On 18 May 2021 the Crimean Solidarity group said prayers and commemorations of the victims of the 1944 deportations were held in towns and villages across Crimea, despite warnings by Russia-imposed authorities not to hold unsanctioned public events. On 18-20 May 1944 at least 191,044 Crimean Tatars were deported from their homes by the Soviet government, mostly to the Uzbek SSR. Nearly 8,000 perished during the deportation and tens of thousands subsequently perished due to the harshness of the conditions.
Sources:
RFE/RL, 18 May 2021: Ukrainian officials have marked the 77th anniversary of the Crimean Tatars’ Stalin-era deportations from Crimea to Central Asia by denouncing what they called their ongoing persecution by Russia. Russia annexed Ukraine’s Crimean Peninsula in March 2014 and backed separatists in two of its eastern provinces, sparking a war that has killed more than 13,000 people. Crimean Tatars, rights activists, and Western governments say Russia has subjected Crimean Tatars and others who opposed annexation to abuse, discrimination, and politically motivated prosecution on false charges. As Crimean Tatars marked the anniversary of the 1944 deportations, Ukrainian President Volodymyr Zelenskiy said in a statement: “We will not forgive that 70 years [after the deportations] you were forced to leave your home again due to the Russian annexation.” “And those of you who remain [in Crimea] are being persecuted and imprisoned by the occupation authorities,” Zelenskiy added. Ukrainian Foreign Minister Dmytro Kuleba said that Russia “continues to systemically suppress the Crimean Tatars.” Russia denies carrying out repressions in Crimea, but regularly announces arrests of alleged Islamist or pro-Ukrainian “terrorists” on the Black Sea peninsula. The Crimean Solidarity group said that prayers and commemorations of the victims of the 1944 deportations were held on May 18 in towns and villages across Crimea, despite warnings by Russia-imposed authorities not to hold unsanctioned public events. Commemoration events were also held in the Ukrainian capital, Kyiv.

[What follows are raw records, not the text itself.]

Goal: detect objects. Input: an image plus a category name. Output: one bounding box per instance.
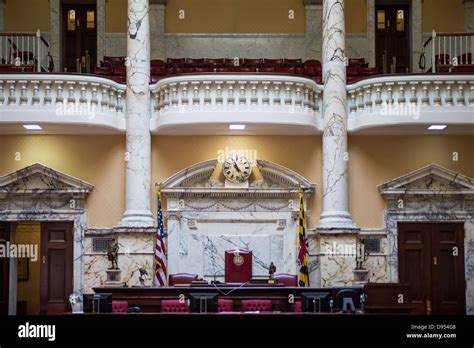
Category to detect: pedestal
[105,269,123,286]
[352,269,369,285]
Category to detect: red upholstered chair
[168,273,198,286]
[242,300,272,312]
[295,301,301,313]
[273,273,298,286]
[217,298,234,313]
[161,300,189,313]
[166,58,186,68]
[349,58,366,68]
[263,58,285,68]
[283,58,302,68]
[112,301,128,313]
[92,66,114,76]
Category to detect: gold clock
[222,154,252,183]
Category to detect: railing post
[36,29,41,72]
[431,29,436,74]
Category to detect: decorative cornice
[378,164,474,196]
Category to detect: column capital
[303,0,323,6]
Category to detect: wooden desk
[93,284,332,313]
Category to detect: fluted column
[319,0,355,229]
[119,0,153,227]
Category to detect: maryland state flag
[298,192,309,286]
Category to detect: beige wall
[15,222,41,315]
[349,135,474,228]
[423,0,465,32]
[0,135,125,227]
[152,136,322,228]
[5,0,49,32]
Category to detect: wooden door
[62,4,97,72]
[375,5,410,73]
[40,222,73,314]
[398,223,465,314]
[0,222,10,315]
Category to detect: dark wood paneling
[41,222,73,314]
[0,222,10,315]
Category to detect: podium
[225,250,252,283]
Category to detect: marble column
[304,0,323,60]
[318,0,355,230]
[49,0,62,72]
[150,0,167,59]
[119,0,153,227]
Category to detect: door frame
[49,0,106,72]
[367,0,423,73]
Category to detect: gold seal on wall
[232,254,244,266]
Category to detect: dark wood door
[375,5,410,73]
[40,222,73,314]
[0,222,10,315]
[62,4,97,72]
[398,223,465,314]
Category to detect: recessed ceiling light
[428,124,447,130]
[229,124,245,130]
[23,124,43,130]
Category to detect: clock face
[222,154,252,183]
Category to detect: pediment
[0,163,94,194]
[379,164,474,196]
[159,159,315,195]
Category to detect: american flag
[155,193,167,286]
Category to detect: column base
[117,210,154,227]
[317,211,360,233]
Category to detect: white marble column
[119,0,153,227]
[318,0,355,230]
[150,0,167,59]
[304,0,323,60]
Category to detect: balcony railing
[151,74,323,130]
[0,74,125,130]
[347,75,474,131]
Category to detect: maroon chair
[150,59,166,68]
[166,58,186,68]
[258,67,275,73]
[458,53,472,65]
[359,68,380,76]
[168,273,198,286]
[435,53,451,65]
[234,66,257,73]
[296,66,316,77]
[295,301,301,313]
[217,298,234,313]
[206,58,225,68]
[186,58,207,68]
[241,58,263,68]
[283,58,303,68]
[242,300,272,313]
[104,56,125,68]
[303,59,322,68]
[273,273,298,287]
[263,58,285,68]
[161,300,189,313]
[275,67,296,75]
[194,66,214,74]
[92,66,114,76]
[349,58,366,68]
[112,301,128,313]
[214,66,234,73]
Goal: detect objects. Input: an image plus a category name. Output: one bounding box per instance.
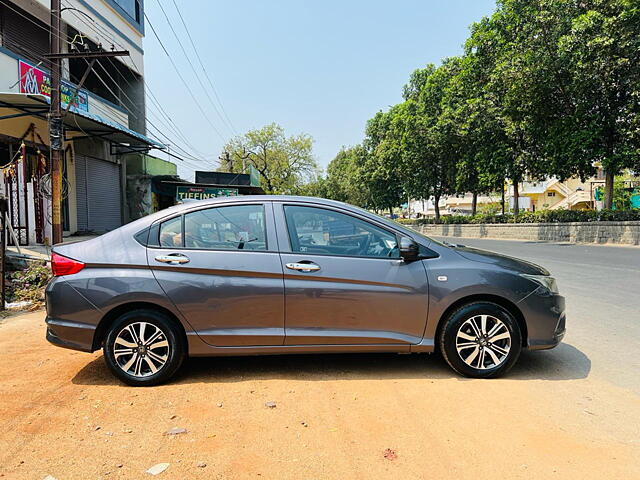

Wikipedia: The deportation of the Crimean Tatars was the ethnic cleansing and cultural genocide of at least 191,044 Crimean Tatars in 18–20 May 1944 carried out by the Soviet government, ordered by Lavrentiy Beria, head of the Soviet state security and secret police, acting on behalf of Joseph Stalin. Within three days, the NKVD used cattle trains to deport mostly women, children, the elderly, even Communists and members of the Red Army, to mostly the Uzbek SSR, several thousand kilometres away. They were one of the several ethnicities who were encompassed by Stalin’s policy of population transfer in the Soviet Union. The deportation officially was intended as collective punishment for the perceived collaboration of some Crimean Tatars with Nazi Germany; modern sources theorize that the deportation was part of the Soviet plan to gain access to the Dardanelles and acquire territory in Turkey where the Tatars had Turkic ethnic kin. Nearly 8,000 Crimean Tatars died during the deportation, while tens of thousands perished subsequently due to the harsh exile conditions. The Crimean Tatar exile resulted in the abandonment of 80,000 households and 360,000 acres of land. An intense campaign of detatarization to erase remaining traces of Crimean Tatar existence followed. In 1956, the new Soviet leader, Nikita Khrushchev, condemned Stalin’s policies, including the deportation of various ethnic groups, but did not lift the directive forbidding the return of the Crimean Tatars, despite allowing the right of return for most other deported peoples. They remained in Central Asia for several more decades until the Perestroika era in the late 1980s when 260,000 Crimean Tatars returned to Crimea. Their exile lasted 45 years. The ban on their return was officially declared null and void, and the Supreme Council of Crimea declared on 14 November 1989 that the deportations had been a crime.